確定申告をすることで副業が会社にばれるのかどうか、また、ばれた場合に下されるであろう処分について説明します。

2-1.税務署から会社に連絡がいく訳ではない

副業での所得を確定申告したからといって、税務署から会社にわざわざ連絡がいくことはありません。

確定申告は、国が個人の税額をきちんと把握することが目的であり、個人が副業をしているかどうかを調べるためではないからです。

2-2.会社に副業がばれるパターン

会社に副業がばれる可能性があるのは、次の3パターンです。

住民税の天引き額が増える

サラリーマンのような給与所得の人は、給料から住民税が天引きされます。この住民税は、前年度の所得によって決まるため、副業で年間所得が増えると住民税も増えて会社にばれる可能性が高くなります。

無申告による

確定申告の必要な人が、確定申告をしないことを無申告といいます。無申告は違法であり、ペナルティの対象です。

無申告のために税務調査となり脱税と判断されれば、税務署は会社の給料を差し押さえます。税務署からペナルティが課せられて、もちろん会社にも副業がばれます。確定申告が必要な人は、必ず手続きをとりましょう。

同僚による告げ口

同僚と飲みに行き、つい副業のことを話してしまい、上司に告げられてしまったという人もいるのではないでしょうか。

そもそも副業が禁止と理解していない同僚が、悪気もなく聞いたままうっかり話してしまうこともあるでしょう。勤め先で副業が禁止であれば、仲の良い同僚にも絶対に話さないことが大切です。

2-3.会社に副業がばれた場合は?

先述したとおり、国としては副業・兼業を推進していますが、会社によっては本業に専念してもらうために、副業を禁止しているところも少なくありません。

副業自体は違法という訳ではなく、会社と交わした「雇用契約」を破る「契約違反」と捉えられます。
会社は、契約違反をした社員に対して懲戒処分を下すことができます。内容としては、次のような処分が考えられるでしょう。

  • 訓戒、戒告
  • 減給
  • 出勤停止、自宅待機
  • 降格処分
  • 論旨退職、解雇

3.副業が会社にばれない確定申告の方法とは?

ここでは、副業が会社にばれないための確定申告の方法について説明します。

3-1.会社にばれない確定申告の方法とは

通常、給与所得における住民税は、会社が給料から天引きして納入します。

これを「特別徴収」といいます。住民税の通知書は会社に送られるため、副業分の住民税が増えていると、会社の経理の人は気づくでしょう。

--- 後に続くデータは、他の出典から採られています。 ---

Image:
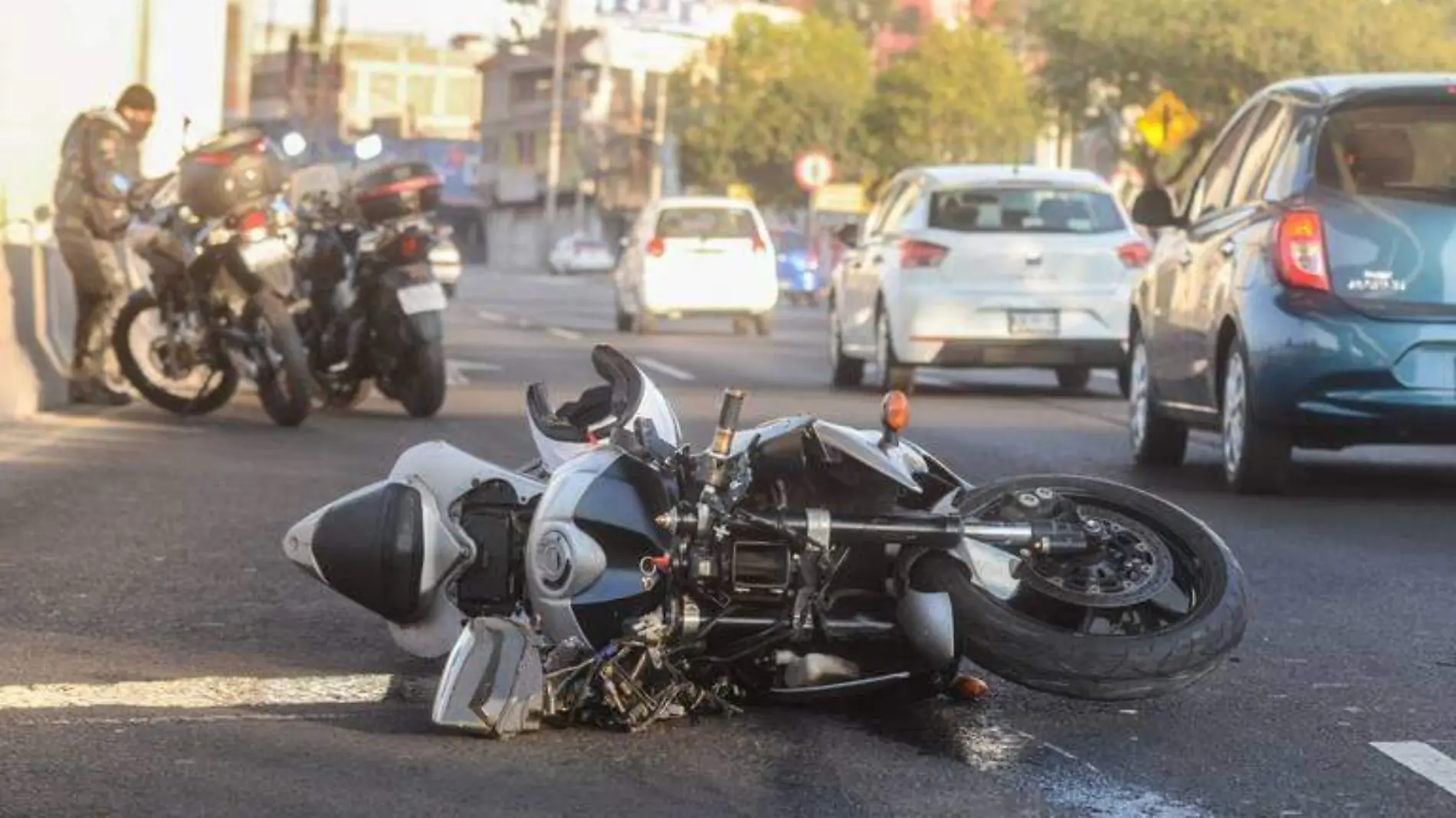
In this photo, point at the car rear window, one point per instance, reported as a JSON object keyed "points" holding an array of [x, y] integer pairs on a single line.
{"points": [[707, 223], [1394, 150], [1024, 210], [789, 240]]}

住民税の通知書によって副業がばれるのを防ぐためには、確定申告の際に、住民税の徴収方法を「普通徴収」と選択することです。

確定申告書の「第二表」に「給与所得以外の住民税の徴収方法の選択」という枠があるので、「自分で納付」にチェックを入れると普通徴収となります。

「普通徴収」とすると通知書が自宅に送られてくるので、会社にばれる可能性はほとんどないでしょう。
副業として得られるのが雑所得の場合は、上述したとおり、住民税を普通徴収とすることで会社にばれることはほとんどないといえます。

3-2.副業がアルバイトなどのWワークの場合

副業がアルバイトなどの場合は、得られる所得が給与所得に当たり、自治体によっては普通徴収ができないところもあります。

住民税については、特別徴収を推進している自治体が多く、普通徴収を希望しても特別徴収にされるケースが多いようです。
事前に、お住まいの自治体に確認することをおすすめします。

このような問題を避けるためにも、給与所得扱いになる副業ではなく、事業所得や雑所得となる副業を選択することで普通徴収することができます。

4.まとめ

副業で収入を得ている人は、所得の種類や金額によって確定申告が必要となります。

確定申告をすべき人が確定申告を怠れば、ペナルティの対象です。確定申告が必要な人は、忘れないように手続きをしましょう。

さらに確定申告をするときには、副業がばれないように、住民税の納入方法について普通徴収と選択しましょう。

今でも副業を禁止している会社は少なくないので、仲のよい同僚にも絶対に言わないように、普段から気をつけることが大切です。